5 January, 2012, 2:04 pm, Editor: matoa

Bersantai di Kepulauan Seribu

Masyarakat Jakarta sudah tidak asing lagi dengan taman nasional bahari ini. Taman Nasional Kepulauan Seribu (Kep. Seribu) merupakan salah satu perwakilan kawasan pelestarian bahari di Indonesia, khususnya Pulau Jawa.

Taman nasional yang terletak kurang lebih 45 km sebelah utara Jakarta ini memiliki 78 pulau besar-kecil yang memiliki ketinggiak sekitar 3 meter di atas permukaan laut dan merupakan gugusan pulau karang.

Sebelum menjadi pulau-pulau karang seperti sekarang ini, ratusan tahun yang lalu pulau-pulau tersebut terbentuk di atas koloni binatang karang yang sudah mati. Awalnya koloni tersebut tumbuh pada dasar laut yang dangkal. Lapisan atasnya muncul ke permukaan laut dan

mengalami pelapukan. Di atas daratan karang tersebut, tumbuh pioneer berupa semak dan beberapa jenis pohon, sehingga terbentuk daratan. Daratan yang ada di pulau-pulau tersebut tidak sama dengan daratan yang terdiri dari tanah. Sama halnya dengan kekayaan tumbuhan dan satwanya.

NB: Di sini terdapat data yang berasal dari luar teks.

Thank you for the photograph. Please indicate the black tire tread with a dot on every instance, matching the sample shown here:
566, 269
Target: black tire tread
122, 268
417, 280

Kekayaan flora yang ada di taman nasional ini didominasi tumbuhan pantai seperti nyamplung (Calophyllum inophyllum), waru (Hibicus tiliaceus), pandan (Pandanus sp.), cemara laut (Casuarina equisetifolia), cangkudu (Morinda citrifolia), dan kecundang (Cerbena adollam).

Sedangkan kekayaan fauna yang terdapat di Kep. Seribu adalah 54 jenis karang keras/lunak, 144 jenis ikan, 2 jenis ikan kima, Rhodophyta, Chlorophyta, dan Phaeophyta , 6 jenis rumput laut (Halodule sp., Halophila sp., dan Enhalus sp.), dan 17 jenis burung pantai.

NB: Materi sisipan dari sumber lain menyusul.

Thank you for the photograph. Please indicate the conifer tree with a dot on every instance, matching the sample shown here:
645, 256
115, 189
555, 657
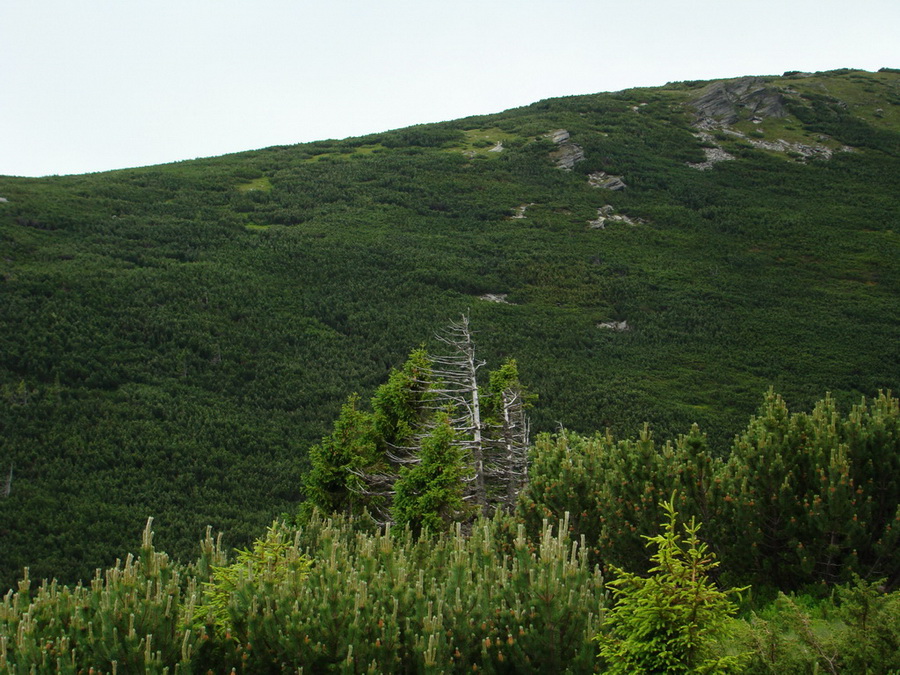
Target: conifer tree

Penyu sisik (Eretmochelys imbricata)dan penyu hijau (Chelonia mydas) merupakan satwa langka yang menelurkan telurnya di area ini. Kedua penyu tersebut merupakan satwa yang jarang ditemukan di perairan lain terutama pantai Utara Pulau Jawa, ditangkarkan di Pulau Semak Daun.

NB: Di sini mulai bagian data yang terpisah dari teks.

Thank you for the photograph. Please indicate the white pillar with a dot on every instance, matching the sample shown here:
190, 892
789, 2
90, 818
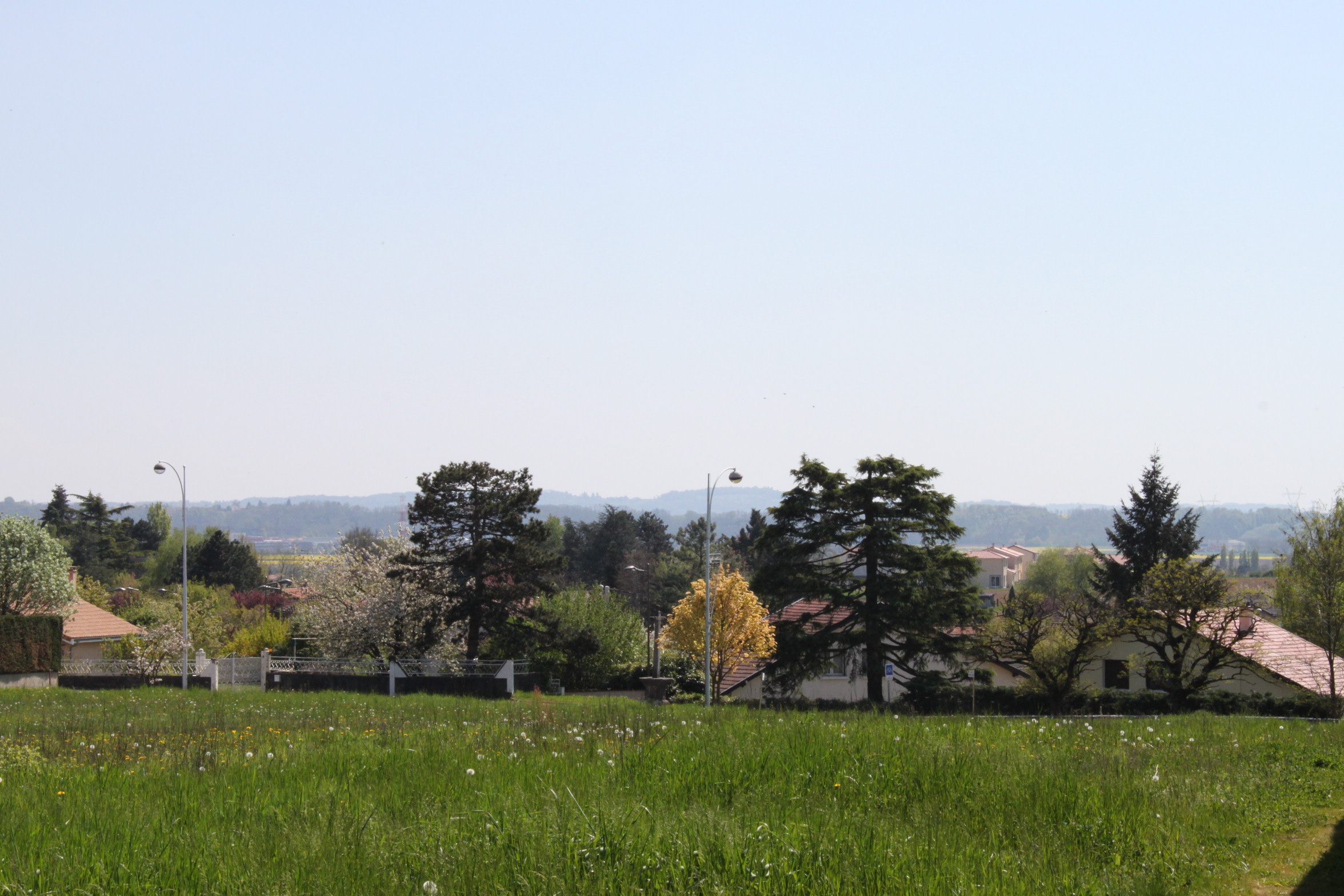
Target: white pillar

Pantai yang ada di Kep. Seribu dilindungi oleh hutan bakau. Hutan bakau tersebut merupakan habitat biawak, ular cincin emas, dan piton hidup.

Objek wisata yang dapat dikunjungi adalah:

  • Pulau Pramuka, Semak Daun, Kelapa, dan Panggang merupakan kawasan untuk melihat penangkaran penyu, pengamatan satwa, dan wisata bahari.
  • Pulau Opak dan Karang Congkak merupakan area diving kapal-kapal yang karam.
  • Pulau Panjang, Putri, Pelangi, dan Perak merupakan area wisata bahari.
  • Sedangkan Pulau Semut, Karang Kroja, Kotok Besar, Kotok Kecil, dan Gosong Laga merupaka area kegiatan menyelam dan snorkeling.